Charlie Rose, My Late-Night Husband

Charlie Rose, My Late-Night Husband

I have watched “The Charlie Rose Show” almost every night since the 1990s. I’ve called him my TV husband. I’ve spent more time listening, absorbing, looking at him than most spouses do their partners. I’ve learned things: his vulnerability with dogs, his gratitude to the doctors and woman who helped him through his heart surgery and aftermath, his working with his father in the family store in North Carolina. His regret for not interviewing his parents when they were alive. His love for politics, sports, the arts, architecture, music.
I am faithful, I love him though we’ve never met in person. I’ve had many dreams in which he invites me to his apartment. I am thrilled, wary in the way one is when one is in new territory. The atmosphere is erotic. We talk. I would like to be embraced, to be desired, to fuse.
And now I hear about the women who did go to his apartment apparently to talk about work. And he did make sexual overtures to them. Did not one of those women welcome his advances? Want to go to bed with him as I would have? Understand the dimensions of the work?
CBS fires him and PBS drops his show. I hope he finds another distributor. I don’t think he’ll fade slowly into the night. I am in mourning, experiencing the stages of grief—denial, anger, bargaining, depression. I’m far from acceptance.
When I’ve expressed my feelings on Facebook, women come back with attacks: he should have in-depth psychological treatment, he “bullied” his interviewees, how dare he receive “a pass.” One day he’s winning journalistic awards, the next he’s mean and creepy. I don’t see any women who seem aware of the program’s depth and scope; in fact, they seem to want to jump in and kick him while he’s down.
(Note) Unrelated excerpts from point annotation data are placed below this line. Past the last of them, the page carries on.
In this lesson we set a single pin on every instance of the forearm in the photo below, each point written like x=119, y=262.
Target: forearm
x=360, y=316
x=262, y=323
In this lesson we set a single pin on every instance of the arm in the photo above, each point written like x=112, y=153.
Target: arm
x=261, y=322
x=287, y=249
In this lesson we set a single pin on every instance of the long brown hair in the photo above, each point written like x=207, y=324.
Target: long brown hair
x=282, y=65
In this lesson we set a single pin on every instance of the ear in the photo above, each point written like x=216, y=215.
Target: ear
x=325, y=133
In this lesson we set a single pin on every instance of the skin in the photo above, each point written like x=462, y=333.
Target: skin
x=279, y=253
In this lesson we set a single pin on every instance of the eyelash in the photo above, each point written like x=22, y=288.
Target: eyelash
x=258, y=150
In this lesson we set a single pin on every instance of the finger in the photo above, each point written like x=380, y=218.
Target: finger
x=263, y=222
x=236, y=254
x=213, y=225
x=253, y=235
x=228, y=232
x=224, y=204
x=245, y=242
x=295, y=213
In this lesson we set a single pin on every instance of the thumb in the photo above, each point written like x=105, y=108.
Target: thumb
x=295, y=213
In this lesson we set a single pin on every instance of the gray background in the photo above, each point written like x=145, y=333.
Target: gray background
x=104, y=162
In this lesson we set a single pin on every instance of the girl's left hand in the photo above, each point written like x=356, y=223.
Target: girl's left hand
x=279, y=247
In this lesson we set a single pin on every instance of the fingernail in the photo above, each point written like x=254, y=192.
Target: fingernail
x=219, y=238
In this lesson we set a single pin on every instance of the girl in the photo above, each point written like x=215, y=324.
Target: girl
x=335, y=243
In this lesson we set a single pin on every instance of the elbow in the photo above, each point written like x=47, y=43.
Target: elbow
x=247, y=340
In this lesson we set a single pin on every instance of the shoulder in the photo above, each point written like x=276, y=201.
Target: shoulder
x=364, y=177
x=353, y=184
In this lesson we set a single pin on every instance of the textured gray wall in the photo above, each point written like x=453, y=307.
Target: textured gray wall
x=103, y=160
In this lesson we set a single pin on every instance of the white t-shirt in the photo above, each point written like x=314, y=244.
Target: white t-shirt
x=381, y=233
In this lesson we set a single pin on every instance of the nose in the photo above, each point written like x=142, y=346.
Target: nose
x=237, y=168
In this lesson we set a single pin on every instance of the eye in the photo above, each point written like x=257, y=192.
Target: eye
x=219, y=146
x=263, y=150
I don’t get it. I’m a long-term feminist. I’ve experienced men putting their hands on my body in an unwanted way but I can leave. I feel sorry for poor women whose jobs depend on bosses who take advantage of them; these women should be protected.
We are on a wave of men being fired for sexual misconduct. Men can be made more aware as Kobe Bryant and Tiger Woods were but they can continue in their fields. Einstein had romantic affairs while married, Benjamin Franklin, Presidents Franklin D. Roosevelt and Dwight Eisenhower too. Why is the public now so keen on denouncing men for their sexual behavior? Is it a move to make men act like Mike Pence. How boring that would be.
Aren’t women also part of the picture? They dress to seduce, they touch, they caress with their voices. Are they innocent?
Should they wear burkas, no, standards in the work place must be enforced, men must control their urges. But can we not be tolerant, patient, and forgiving?
I want Charlie back in my life as I watch at my favorite time in my nightgown before bedtime.